Here’s Who Won’t Get a Stimulus Check Amid the Coronavirus Pandemic

President Trump Signs Coronavirus Stimulus Bill In The Oval Office
WASHINGTON, DC – MARCH 27: U.S. President Donald Trump signs H.R. 748, the CARES Act in the Oval Office of the White House on March 27, 2020 in Washington, DC. Earlier on Friday, the U.S. House of Representatives approved the $2 trillion stimulus bill that lawmakers hope will battle the the economic effects of the COVID-19 pandemic. (Photo by Erin Schaff-Pool/Getty Images)
Erin Schaff-Pool/Getty

Last week, Congress passed the massive $2.2 trillion CARES Act that provides relief for Americans who need it as the novel coronavirus pandemic has forced businesses across the country to close their doors and brought the U.S. economy to a sharp decline.

Included in the relief package is a provision that will see millions of Americans receive a one-time check of up to $1,200 if single and $2,400 for married couples, along with an additional $500 per child.

The Internal Revenue Service will use the tax return information they received for the 2019 tax year, or the 2018 tax returns for those who have not filed yet this year. The stimulus checks will be directly deposited to the bank accounts the IRS currently has on file.

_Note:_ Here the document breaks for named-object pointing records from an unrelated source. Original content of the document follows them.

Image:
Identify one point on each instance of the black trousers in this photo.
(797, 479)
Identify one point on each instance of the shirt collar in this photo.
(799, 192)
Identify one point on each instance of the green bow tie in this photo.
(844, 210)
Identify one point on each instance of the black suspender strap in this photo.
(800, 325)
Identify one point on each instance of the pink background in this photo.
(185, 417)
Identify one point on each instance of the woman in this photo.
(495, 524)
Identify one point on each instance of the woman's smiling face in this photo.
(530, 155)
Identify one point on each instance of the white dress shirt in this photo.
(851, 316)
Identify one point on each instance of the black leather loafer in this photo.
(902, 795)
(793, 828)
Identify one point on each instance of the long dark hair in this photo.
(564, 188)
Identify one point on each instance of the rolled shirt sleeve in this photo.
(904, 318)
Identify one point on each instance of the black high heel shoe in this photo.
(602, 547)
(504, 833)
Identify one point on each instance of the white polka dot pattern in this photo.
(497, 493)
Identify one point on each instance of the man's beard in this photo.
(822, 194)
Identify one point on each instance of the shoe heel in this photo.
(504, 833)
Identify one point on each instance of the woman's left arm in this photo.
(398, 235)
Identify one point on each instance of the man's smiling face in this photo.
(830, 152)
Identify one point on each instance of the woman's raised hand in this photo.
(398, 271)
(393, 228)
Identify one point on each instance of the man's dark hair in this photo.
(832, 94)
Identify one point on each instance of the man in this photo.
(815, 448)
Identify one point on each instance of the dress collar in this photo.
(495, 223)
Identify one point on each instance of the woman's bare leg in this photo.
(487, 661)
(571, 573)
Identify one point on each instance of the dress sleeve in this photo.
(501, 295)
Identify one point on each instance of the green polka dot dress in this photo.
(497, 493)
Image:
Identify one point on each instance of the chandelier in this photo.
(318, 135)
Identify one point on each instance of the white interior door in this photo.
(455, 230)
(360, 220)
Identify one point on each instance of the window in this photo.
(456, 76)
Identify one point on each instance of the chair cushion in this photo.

If the IRS does not have a tax filer’s direct deposit information, their website states that “in the coming weeks the Treasury plans to develop a web-based portal for individuals to provide their banking information to the IRS online, so that individuals can receive payments immediately as opposed to checks in the mail.” Treasury Secretary Steve Mnuchin said Americans can begin expecting checks by April 17.

The requisites for receiving a check are as follows: Single filers who make less than $75,000 annually will receive the full amount, as will heads of household making less than $112,500 and married couples making less than $150,000. The IRS will be going off of the latest tax returns filed.

Who Won’t Receive a Check?

Single tax filers who make above $99,000 annually will not be receiving a stimulus check. The head of a household making above $136,500 will not receive a check. Married couples making $198,000 or more with no dependents will not receive a check, either.

While parents will receive $500 per child, those children above the age of 16 who are claimed by their parents are not eligible to receive a check. This means that college students who are claimed by their parents will not be eligible for their own $1,200 check. Dependents under the age of 24 whose parents still pay for at least half of their expenses will also not be receiving a stimulus check.

Nonresident aliens, meaning immigrants without a green card in the U.S., will not be eligible to receive a check. This includes those who are ineligible for a Social Security number and have been paying taxes using an Individual Taxpayer Identification Number.

The IRS is urging those who have not filed a 2018 or a 2019 tax return to “file as soon as they can to receive an economic impact payment.”